全員無事だったのに、なぜこんなに追求されなくてはいけないのかと思ってしまいます。ジェフ副機長(アーロン・エッカート)も同様にぼやきますが、NTSBの調査は保険金がからむものなので、容赦ないそうです。それにしても気の毒に感じます。機長本人もPTSD(精神的外傷)で何度も墜落の夢をみます。
やがてNTSBの調査で、左エンジンがわずかでも動いていた場合、2箇所の近くの空港に着陸できたはずだという結果を突きつけられます。しかも20回も着陸シミュレーションで成功したと言われて、サリーもジェフも自信喪失します。
トム・ハンクスが演じるサリーこと、チェスリー・サレンバーガーは査問会の期間、ホテルで半拘束されているので、家の妻ローリーと時々電話で話します。マスコミに家が囲まれたり、給料が入らないため副業の不動産ローンが払えないとか、子どもが不安がってるとか、いろいろ深刻です。
中盤にはじめて、実際の飛行機着水シーンが描かれます。サリー機長の判断は迅速で、管制官のピント外れな対応は無視して、ハドソン川への着水を成功させます。極寒の季節なので、すぐに乗客をシューターや翼の上に立たせます。

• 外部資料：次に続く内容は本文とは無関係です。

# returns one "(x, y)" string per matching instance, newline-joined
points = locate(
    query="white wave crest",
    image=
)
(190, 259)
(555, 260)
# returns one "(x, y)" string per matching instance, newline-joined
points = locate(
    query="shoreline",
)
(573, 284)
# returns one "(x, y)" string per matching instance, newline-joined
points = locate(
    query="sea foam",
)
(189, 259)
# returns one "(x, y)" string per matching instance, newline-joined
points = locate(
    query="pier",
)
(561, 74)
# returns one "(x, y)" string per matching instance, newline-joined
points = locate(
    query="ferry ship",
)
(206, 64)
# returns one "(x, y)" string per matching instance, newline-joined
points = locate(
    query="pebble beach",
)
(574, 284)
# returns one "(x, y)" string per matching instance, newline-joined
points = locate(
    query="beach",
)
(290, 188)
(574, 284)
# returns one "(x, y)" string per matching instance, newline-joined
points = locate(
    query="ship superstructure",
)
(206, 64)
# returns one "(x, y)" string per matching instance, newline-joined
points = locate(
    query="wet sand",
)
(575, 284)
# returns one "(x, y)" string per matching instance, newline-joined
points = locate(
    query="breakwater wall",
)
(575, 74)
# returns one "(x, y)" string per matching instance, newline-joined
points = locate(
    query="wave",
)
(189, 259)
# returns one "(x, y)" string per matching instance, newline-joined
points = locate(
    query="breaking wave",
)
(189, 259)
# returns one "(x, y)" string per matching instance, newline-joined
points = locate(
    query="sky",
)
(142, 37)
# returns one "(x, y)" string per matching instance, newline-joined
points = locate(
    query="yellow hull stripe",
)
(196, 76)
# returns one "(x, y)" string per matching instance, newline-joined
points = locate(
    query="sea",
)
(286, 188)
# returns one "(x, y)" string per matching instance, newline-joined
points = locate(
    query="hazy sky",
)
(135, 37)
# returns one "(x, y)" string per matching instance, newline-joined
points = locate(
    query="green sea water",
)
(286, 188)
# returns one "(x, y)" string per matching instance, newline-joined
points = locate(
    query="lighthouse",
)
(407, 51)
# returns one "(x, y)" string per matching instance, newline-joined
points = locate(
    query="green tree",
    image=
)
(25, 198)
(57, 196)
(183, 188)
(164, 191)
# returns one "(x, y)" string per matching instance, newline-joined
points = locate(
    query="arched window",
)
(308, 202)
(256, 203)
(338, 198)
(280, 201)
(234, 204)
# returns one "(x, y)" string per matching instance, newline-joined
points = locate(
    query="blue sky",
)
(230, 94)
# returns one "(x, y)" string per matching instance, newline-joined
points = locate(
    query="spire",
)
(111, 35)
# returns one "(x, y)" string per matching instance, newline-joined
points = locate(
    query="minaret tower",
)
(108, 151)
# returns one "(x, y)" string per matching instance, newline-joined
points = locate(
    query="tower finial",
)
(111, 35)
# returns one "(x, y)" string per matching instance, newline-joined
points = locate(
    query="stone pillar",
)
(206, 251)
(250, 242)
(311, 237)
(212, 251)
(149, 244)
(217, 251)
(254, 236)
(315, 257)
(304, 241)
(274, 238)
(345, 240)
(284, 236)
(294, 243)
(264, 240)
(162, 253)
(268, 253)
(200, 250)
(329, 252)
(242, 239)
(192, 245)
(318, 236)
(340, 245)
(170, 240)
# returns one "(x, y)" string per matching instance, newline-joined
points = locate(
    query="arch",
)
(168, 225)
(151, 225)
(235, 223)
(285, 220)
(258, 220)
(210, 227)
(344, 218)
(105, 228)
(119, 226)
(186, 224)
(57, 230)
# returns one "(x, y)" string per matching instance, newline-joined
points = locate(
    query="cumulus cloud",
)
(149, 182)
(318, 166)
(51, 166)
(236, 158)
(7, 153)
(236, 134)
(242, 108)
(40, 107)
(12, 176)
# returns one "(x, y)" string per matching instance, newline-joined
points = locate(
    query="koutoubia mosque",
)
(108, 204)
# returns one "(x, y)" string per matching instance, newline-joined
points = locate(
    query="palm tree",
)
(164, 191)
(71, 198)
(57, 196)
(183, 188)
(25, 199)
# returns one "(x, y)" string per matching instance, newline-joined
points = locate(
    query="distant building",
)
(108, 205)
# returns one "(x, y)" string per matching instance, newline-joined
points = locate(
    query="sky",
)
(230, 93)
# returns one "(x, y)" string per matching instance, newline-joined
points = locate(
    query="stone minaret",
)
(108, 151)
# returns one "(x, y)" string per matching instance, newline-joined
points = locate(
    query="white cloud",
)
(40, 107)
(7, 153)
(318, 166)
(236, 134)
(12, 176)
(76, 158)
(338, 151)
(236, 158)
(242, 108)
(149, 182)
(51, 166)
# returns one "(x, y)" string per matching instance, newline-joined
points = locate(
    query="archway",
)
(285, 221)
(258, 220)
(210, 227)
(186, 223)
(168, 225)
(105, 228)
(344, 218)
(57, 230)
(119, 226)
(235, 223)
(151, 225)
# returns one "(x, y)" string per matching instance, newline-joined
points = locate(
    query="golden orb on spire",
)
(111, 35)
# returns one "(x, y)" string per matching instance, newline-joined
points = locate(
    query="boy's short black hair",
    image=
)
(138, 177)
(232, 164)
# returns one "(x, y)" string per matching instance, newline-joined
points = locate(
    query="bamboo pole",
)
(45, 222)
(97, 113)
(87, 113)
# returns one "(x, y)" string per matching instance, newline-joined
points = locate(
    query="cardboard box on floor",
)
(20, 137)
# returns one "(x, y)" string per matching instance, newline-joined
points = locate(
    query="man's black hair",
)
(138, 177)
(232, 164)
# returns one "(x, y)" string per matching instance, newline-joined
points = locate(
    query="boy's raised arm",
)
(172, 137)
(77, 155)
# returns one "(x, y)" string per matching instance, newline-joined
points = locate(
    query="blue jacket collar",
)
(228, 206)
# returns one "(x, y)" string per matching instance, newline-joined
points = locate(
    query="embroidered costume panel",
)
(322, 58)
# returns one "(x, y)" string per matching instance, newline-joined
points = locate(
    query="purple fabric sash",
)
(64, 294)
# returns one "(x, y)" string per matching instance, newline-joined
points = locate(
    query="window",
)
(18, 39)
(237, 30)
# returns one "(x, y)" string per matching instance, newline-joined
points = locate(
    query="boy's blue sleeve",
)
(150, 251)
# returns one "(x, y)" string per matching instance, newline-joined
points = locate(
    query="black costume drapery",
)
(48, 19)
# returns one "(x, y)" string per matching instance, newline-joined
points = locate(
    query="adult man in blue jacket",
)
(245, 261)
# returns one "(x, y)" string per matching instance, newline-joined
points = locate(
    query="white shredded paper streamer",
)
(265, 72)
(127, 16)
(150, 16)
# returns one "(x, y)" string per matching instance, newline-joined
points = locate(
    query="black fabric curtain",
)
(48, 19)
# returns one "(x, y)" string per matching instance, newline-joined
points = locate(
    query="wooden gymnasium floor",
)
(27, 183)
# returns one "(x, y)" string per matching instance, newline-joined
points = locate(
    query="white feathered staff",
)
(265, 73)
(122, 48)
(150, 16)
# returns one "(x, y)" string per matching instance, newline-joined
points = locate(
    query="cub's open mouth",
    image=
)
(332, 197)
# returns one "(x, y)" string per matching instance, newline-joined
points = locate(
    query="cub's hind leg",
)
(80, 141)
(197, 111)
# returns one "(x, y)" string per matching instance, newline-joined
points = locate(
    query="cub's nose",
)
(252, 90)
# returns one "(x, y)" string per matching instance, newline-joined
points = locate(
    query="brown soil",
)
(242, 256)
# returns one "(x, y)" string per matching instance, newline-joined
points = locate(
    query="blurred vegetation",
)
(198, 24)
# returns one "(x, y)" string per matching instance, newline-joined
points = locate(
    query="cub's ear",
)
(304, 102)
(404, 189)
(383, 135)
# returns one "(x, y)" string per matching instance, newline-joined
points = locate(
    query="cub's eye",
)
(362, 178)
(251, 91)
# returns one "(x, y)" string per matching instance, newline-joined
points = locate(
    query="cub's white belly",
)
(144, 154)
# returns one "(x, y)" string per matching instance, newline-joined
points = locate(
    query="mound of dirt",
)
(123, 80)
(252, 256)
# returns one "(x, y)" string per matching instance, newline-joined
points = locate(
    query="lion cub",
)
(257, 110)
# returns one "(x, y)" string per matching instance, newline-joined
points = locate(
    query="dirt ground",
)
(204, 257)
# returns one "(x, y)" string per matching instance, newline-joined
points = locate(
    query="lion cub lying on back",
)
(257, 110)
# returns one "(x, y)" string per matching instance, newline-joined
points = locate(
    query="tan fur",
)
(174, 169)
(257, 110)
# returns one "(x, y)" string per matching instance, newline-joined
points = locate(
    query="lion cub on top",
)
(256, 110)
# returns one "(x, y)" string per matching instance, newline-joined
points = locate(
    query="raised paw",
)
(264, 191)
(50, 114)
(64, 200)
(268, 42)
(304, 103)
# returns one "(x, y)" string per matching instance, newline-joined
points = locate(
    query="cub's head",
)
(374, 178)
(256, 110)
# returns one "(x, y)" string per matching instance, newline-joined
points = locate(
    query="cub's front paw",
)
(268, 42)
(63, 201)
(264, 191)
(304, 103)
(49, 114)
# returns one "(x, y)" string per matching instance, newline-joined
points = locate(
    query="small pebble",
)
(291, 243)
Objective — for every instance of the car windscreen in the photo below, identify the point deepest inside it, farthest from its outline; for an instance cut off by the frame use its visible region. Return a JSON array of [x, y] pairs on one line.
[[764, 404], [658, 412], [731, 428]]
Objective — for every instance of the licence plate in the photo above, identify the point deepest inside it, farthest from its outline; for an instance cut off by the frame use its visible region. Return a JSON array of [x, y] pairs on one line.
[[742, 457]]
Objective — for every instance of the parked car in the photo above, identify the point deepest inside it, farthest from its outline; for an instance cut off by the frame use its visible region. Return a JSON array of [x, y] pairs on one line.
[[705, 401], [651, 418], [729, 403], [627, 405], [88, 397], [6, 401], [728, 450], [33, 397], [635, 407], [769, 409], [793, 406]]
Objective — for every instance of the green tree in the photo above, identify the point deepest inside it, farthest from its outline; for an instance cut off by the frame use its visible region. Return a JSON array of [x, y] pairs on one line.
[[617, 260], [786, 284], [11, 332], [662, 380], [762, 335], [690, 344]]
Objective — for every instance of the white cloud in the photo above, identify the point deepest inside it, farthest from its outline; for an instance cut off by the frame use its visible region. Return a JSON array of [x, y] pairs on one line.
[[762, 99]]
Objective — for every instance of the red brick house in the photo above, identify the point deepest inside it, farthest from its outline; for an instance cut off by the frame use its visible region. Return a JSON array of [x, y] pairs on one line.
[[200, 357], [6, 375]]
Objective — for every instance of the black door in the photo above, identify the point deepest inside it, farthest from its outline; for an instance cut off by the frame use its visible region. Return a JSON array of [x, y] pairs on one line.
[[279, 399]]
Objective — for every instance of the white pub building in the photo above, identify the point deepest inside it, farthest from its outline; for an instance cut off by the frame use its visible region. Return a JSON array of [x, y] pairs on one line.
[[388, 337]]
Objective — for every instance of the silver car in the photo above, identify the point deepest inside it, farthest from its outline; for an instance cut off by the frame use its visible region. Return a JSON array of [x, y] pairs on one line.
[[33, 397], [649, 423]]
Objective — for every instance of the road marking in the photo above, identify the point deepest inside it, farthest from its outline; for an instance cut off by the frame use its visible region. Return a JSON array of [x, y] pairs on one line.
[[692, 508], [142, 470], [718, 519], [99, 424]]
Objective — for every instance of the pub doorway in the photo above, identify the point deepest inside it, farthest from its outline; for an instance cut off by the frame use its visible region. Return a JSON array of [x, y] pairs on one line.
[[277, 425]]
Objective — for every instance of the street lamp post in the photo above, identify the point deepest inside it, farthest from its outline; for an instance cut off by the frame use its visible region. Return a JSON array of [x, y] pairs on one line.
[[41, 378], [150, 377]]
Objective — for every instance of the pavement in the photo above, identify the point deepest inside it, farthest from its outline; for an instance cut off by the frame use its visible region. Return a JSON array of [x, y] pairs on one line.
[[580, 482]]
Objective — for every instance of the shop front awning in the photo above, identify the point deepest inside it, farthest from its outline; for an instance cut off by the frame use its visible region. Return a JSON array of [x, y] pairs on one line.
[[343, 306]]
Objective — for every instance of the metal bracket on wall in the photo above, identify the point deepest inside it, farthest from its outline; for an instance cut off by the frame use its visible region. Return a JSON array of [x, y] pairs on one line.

救助隊だけでなく観光客船なども助けに来てくれました。
サリー機長は常に乗客を最優先にしたり、市長や警察などよりも生還者の数だけを気にしていたりと、そのプロフェッショナルぶりが素晴らしすぎます。155人の無事を確認できた後は、救助隊など多くの人たちに迷惑かけたことを気にします。サリーは深夜まで機長服を脱がないくらい気が張りつめていました。
映画『ハドソン川の奇跡』ネタバレ結末ラスト
公聴会までの間、サリー機長は寝つきがわるくて、夜はバーに行きました。そこでも英雄扱いされて「いいタイミングだ」と言われますが、サリーは「タイミング」という言葉であることをひらめきます。これは経験豊かな人のみが張ったアンテナでしか思いつかない瞬間です。
NTSB(国家運輸安全委員会)による公聴会の当日、サリーとジェフは、元の空港に戻るのと近くの空港に着陸する、2つの飛行シミュレーションの成功を見せられます。こんな飛行検証の成功を見せられたら、私なら「勝ち目ない」と思ってしまいますが、サリー機長は冷静でさすがです。ここから見事な逆転劇です。
サリーは検証の訓練回数が17回だと聞きだします。そして、鳥がぶつかること、エンジンが回復不能、どの飛行場へ引き返すか、という点をあらかじめ知った状態でシミュレーションしてるため、動揺後に事故を現実として受け止め、機械チェックし、多くの選択肢から考え出す時間が考慮されてないことを指摘します。
それを受けてNTSBは、事故の35秒後に飛行場へ向かうシミュレーションを実施しますが、いずれも失敗に終わります。サリー機長の機転も素晴らしいのですが、わずか35秒の差で着陸失敗したりビルに衝突したりの結果を知り震えました。その間に最善策を選択したサリーは、まさに神業ですが、それも40年間の飛行経験から導き出されたものなのでしょう。
公聴会では次にフライトレコーダーの内容が公開されました。離陸してわずか208秒間ののちには不時着水していたのです。あらためて聞くと素人ながらも全く無駄のないやりとりに聞こえました。公聴会の休憩時間、サリーは「チームワークのおかげ」と言い、ジェフは「一緒に仕事できて光栄」と称え合うのもいいですね。
再開された公聴会では、左エンジンはやはり破損して動かなかったことが判明したと告げられます。このタイミングでわかるのは、ご都合主義的な気がしました。先にこれがわかっていれば、シミュレーションも必要なかったわけです。NTSBが事実を隠してたわけではなさそうなのが救いです。
公聴会の結果、サリー機長とジェフ副機長の判断ミスはなかったことが証明され、賞賛されました。最後にジェフが「同じ状況になればどうしますか?」と聞かれ「同じことをします。ただし夏の7月がいいね」と笑いをとります。
最後に実際のサリー機長と妻や乗客たちの写真が映し出されます。今でも感謝の手紙が多く届くそうです。サリー機長の「英雄ではない。やるべきことをやっただけ」や「遅れても事故するよりはまし」という言葉は心に響きました。
実話ベースなので劇的だったり驚く展開はありませんが、リアルな仕事の現場や、想定外時に長年の経験からくる最善の対処法などを見せつけられた気がします。サリー機長がいかにして全員を救ったのかを、ぜひ1度は観ることをおすすめしたいです!